Baykar Yönetim Kurulu Başkanı ve TEKNOFEST Yönetim Kurulu Başkanı Selçuk Bayraktar, Sanayi ve Teknoloji Bakan Yardımcısı TEKNOFEST İcra Kurulu Başkanı Fatih Kacır, Sağlık Bakan Yardımcısı Şuayip Birinci, ASELSAN Yönetim Kurulu Başkanı ve Genel Müdürü Prof. Dr. Haluk Görgün ve Deltav Genel Müdürü Doç. Dr. Arif Karabeyoğlu, bir televizyon programının canlı yayınına konuk olarak "Milli Teknoloji Projeleri" konusunda açıklamalarda bulundu.

Selçuk Bayraktar: Genç kardeşlerimizin emekleri çok kıymetli. Dünyada yüksek teknoloji geliştiren şirketlere baktığınızda hepsi çekirdekten kurulmuş. Biz bununla alakalı TEKNOFEST'in adeta ruhu olan yarışmalarla ilgili ilk yıldan itibaren çaba sarf ettik. İlk yıl havacılık festivali gibi algılandı. Özel belgeseller yaptırdık.

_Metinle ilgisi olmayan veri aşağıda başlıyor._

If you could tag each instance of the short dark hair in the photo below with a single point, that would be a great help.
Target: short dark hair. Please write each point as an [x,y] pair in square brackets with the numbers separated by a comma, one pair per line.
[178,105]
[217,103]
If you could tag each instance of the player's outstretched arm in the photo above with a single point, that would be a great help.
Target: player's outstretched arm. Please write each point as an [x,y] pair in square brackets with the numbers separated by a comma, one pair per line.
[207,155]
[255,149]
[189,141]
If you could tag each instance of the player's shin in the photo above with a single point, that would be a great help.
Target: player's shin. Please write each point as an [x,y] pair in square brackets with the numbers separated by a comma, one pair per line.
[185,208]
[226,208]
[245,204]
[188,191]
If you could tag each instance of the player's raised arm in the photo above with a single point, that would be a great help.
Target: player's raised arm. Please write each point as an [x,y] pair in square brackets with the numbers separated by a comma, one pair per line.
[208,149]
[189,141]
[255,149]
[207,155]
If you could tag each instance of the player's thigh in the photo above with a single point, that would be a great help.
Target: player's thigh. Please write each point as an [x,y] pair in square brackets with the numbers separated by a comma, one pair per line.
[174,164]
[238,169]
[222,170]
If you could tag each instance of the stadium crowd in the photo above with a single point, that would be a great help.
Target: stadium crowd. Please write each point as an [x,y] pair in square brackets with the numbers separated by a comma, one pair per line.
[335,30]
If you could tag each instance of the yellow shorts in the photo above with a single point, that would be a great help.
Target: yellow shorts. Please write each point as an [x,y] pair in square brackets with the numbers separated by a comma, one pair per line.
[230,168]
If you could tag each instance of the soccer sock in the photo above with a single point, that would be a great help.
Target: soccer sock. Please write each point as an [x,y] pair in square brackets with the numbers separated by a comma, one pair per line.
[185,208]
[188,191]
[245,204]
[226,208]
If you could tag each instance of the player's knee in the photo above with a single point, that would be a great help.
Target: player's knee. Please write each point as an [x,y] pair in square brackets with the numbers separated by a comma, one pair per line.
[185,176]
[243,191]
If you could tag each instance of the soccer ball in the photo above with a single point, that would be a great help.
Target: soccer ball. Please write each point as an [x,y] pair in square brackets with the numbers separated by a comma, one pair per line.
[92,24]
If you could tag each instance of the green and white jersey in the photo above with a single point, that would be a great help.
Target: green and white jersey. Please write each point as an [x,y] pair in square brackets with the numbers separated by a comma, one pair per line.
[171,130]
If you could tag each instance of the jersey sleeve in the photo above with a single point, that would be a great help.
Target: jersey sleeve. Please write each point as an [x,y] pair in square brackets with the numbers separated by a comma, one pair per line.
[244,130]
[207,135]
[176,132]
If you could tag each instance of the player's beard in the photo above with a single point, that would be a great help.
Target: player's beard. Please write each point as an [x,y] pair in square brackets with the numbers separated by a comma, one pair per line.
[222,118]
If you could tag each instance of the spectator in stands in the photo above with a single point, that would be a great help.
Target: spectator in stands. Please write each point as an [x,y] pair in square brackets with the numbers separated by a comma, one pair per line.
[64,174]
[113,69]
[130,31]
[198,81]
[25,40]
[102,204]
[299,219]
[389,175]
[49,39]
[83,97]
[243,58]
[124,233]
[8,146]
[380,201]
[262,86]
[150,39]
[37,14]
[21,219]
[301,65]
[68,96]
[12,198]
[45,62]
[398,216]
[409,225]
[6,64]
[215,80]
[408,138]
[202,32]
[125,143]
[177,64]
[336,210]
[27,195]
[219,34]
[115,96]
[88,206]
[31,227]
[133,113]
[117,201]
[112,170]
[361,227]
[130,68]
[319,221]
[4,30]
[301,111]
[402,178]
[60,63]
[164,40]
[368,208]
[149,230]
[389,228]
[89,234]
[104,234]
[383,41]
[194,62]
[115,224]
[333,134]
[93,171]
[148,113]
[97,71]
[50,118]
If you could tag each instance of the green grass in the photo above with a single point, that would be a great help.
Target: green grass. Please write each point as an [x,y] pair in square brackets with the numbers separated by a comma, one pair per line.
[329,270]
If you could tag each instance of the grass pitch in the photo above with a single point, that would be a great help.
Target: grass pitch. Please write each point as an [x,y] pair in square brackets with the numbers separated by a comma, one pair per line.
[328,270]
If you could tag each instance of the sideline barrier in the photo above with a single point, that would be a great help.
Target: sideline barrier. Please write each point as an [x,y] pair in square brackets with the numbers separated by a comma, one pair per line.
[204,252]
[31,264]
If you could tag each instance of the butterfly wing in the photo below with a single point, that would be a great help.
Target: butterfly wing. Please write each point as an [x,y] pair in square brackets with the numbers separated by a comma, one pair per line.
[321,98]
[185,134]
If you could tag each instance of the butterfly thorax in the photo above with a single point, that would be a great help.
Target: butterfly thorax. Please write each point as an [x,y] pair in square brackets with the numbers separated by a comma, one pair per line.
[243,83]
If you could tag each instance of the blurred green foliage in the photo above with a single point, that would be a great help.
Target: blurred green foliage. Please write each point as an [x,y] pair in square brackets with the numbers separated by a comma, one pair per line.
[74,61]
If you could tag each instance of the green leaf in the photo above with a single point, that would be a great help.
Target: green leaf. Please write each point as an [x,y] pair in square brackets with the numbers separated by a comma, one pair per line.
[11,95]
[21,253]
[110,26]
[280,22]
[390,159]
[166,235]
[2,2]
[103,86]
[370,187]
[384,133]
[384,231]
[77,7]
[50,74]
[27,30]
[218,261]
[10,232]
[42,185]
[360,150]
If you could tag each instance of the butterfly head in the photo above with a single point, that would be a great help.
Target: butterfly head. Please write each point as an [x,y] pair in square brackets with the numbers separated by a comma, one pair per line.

Genç kardeşlerimizin hikayelerini anlatan programlar yaptık. En nihayetinde bu hava gösterileri o kadar etkili oluyor ki, daha fazla akılda kalan onlar oluyor. Ama artık 6. yılındayız ve TEKNOFEST'te bu yıl 1 milyondan fazla öğrenci proje hazırlayıp başvurdu. Kendi girişimini kurmuş takımlar da gelmeye başladı. Bunlar yavaş yavaş dünyada büyük işler başardıkça, bunların sonuçları ortaya çıktıkça kendilerini daha fazla duyuracaklardır. Bir yandan bunu toprağa tohum atmak gibi bakacak olursak bu gayretimize devam ediyoruz. 2,5 milyon ziyaretçiyi ağırladı. Milli teknoloji üreten firmaların da gösterileri var. Yarışma çadırlarına milletimizin çok büyük rağbet gösterdiğini görüyorum. Teknoloji festivali dünyada TEKNOFEST'le başladı.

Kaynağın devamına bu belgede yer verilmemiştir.